À travers une séance de haut niveau présidée par Corneille Nangaa Yobeluo, Coordonnateur Politique et le Général-major Sultani Makenga, Coordonnateur militaire et Chef d’état-major général de l’Armée Révolutionnaire Congolaise (ARC), les assises organisées à l’état-major général étaient consacrées à la présentation du Rapport de la Commission chargée d’encadrer le processus de relance de la Justice sur le territoire libéré. Les deux Coordonnateurs Politique et Militaire qui avaient à leurs côtés leurs adjoints respectifs Bertrand Bisimwa, en charge des questions Politiques, Diplomatiques et Juridiques, ont dirigé conjointement l’audition des conclusions de la commission supervisée par le Secrétaire Permanent Délion Kimbulungu.

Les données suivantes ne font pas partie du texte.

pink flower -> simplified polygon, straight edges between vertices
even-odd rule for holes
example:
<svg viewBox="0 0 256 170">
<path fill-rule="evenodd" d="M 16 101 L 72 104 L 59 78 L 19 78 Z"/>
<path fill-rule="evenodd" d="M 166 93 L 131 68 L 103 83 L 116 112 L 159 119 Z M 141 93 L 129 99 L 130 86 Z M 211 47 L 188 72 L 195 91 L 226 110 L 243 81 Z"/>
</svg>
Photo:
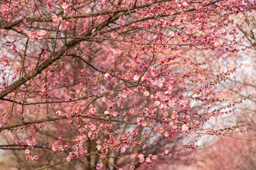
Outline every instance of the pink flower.
<svg viewBox="0 0 256 170">
<path fill-rule="evenodd" d="M 68 156 L 66 158 L 66 159 L 67 159 L 67 161 L 68 162 L 69 162 L 70 160 L 72 159 L 72 156 L 71 155 L 68 155 Z"/>
<path fill-rule="evenodd" d="M 96 113 L 96 109 L 95 108 L 95 107 L 92 107 L 89 110 L 89 112 L 90 114 L 90 115 L 88 115 L 89 116 L 92 116 Z"/>
<path fill-rule="evenodd" d="M 103 166 L 103 164 L 100 162 L 99 164 L 97 164 L 97 166 L 96 167 L 96 169 L 100 169 Z"/>
<path fill-rule="evenodd" d="M 134 75 L 134 76 L 133 76 L 133 79 L 136 81 L 138 81 L 139 78 L 140 78 L 139 77 L 139 76 L 137 74 Z"/>
<path fill-rule="evenodd" d="M 105 115 L 109 115 L 110 114 L 108 110 L 106 110 L 104 112 L 104 114 Z"/>
<path fill-rule="evenodd" d="M 182 3 L 182 5 L 183 6 L 187 6 L 187 5 L 188 5 L 188 3 L 185 1 L 183 2 L 183 3 Z"/>
<path fill-rule="evenodd" d="M 195 136 L 195 132 L 191 132 L 190 133 L 190 134 L 189 134 L 189 136 L 190 136 L 190 137 L 192 137 Z"/>
<path fill-rule="evenodd" d="M 106 103 L 107 100 L 108 99 L 105 97 L 103 97 L 102 98 L 102 101 L 104 103 Z"/>
<path fill-rule="evenodd" d="M 106 73 L 104 75 L 104 77 L 105 77 L 105 78 L 106 78 L 108 77 L 109 77 L 110 76 L 110 75 L 109 74 L 108 74 L 108 73 Z"/>
<path fill-rule="evenodd" d="M 33 158 L 32 158 L 32 159 L 31 159 L 31 160 L 32 161 L 33 161 L 34 160 L 36 160 L 37 159 L 38 157 L 37 157 L 37 156 L 36 155 L 35 155 L 34 156 L 34 157 L 33 157 Z"/>
<path fill-rule="evenodd" d="M 135 166 L 130 166 L 130 170 L 133 170 L 133 169 L 135 169 Z"/>
<path fill-rule="evenodd" d="M 116 116 L 118 115 L 118 112 L 113 112 L 113 115 L 114 116 Z"/>
<path fill-rule="evenodd" d="M 180 144 L 178 146 L 179 146 L 179 148 L 180 149 L 181 149 L 183 147 L 183 145 L 182 144 Z"/>
<path fill-rule="evenodd" d="M 7 58 L 4 58 L 1 62 L 1 64 L 3 66 L 6 66 L 7 65 L 9 65 L 9 62 L 8 61 L 8 59 Z"/>
<path fill-rule="evenodd" d="M 52 17 L 52 20 L 53 21 L 56 21 L 57 18 L 58 18 L 58 16 L 54 15 Z"/>
<path fill-rule="evenodd" d="M 60 115 L 60 113 L 61 113 L 61 112 L 60 111 L 60 110 L 58 110 L 58 111 L 56 112 L 56 113 L 55 113 L 55 114 L 56 115 Z"/>
<path fill-rule="evenodd" d="M 62 5 L 61 6 L 61 8 L 63 8 L 64 10 L 66 10 L 68 9 L 68 4 L 64 2 L 62 4 Z"/>
<path fill-rule="evenodd" d="M 25 154 L 26 154 L 26 155 L 28 155 L 28 154 L 29 153 L 29 152 L 30 152 L 30 151 L 29 151 L 29 150 L 28 150 L 28 149 L 26 149 L 25 150 Z"/>
</svg>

La commission a souligné qu’il est d’impérieuse nécessité de relancer les activités des juridictions civiles et militaires. Cela permettra aussi de compléter le travail du centre d’arbitrage qui, jusqu’ici, palliait à l’absence des cours et tribunaux ainsi que des paquets.
“La relance des activités judiciaires proposée consiste à la réactivation des cours et tribunaux civils et militaires ainsi qu’à la mise en place des institutions d’administration judiciaire”, a expliqué Délion Kimbulungu.

Relancer la justice contribuera à la promotion, la protection et au respect des droits humains et des libertés fondamentales sur l’ensemble du territoire libéré.
Réactivation des Cours et Tribunaux
Dans les circonstances actuelles, l’urgence est de commencer par les tribunaux de paix et de grandes instances ainsi que deux Cours d’Appel (Nord-Kivu et Sud-Kivu). En cette phase de stabilisation, la commission propose que la réactivation des Tribunaux de Paix s’exécute au cas par cas.
La commission propose un nombre maximum de 4 juges par Tribunal de Paix et quatre magistrats du Parquet pour faire face au volume des dossiers relevant de la compétence des juridictions étatiques déjà stabilisées.
Les Cours d’Appel proposées auront leurs sièges respectivement à Goma et à Bukavu. Elles compteront chacune 7 juges et 7 magistrats du Parquet au moins.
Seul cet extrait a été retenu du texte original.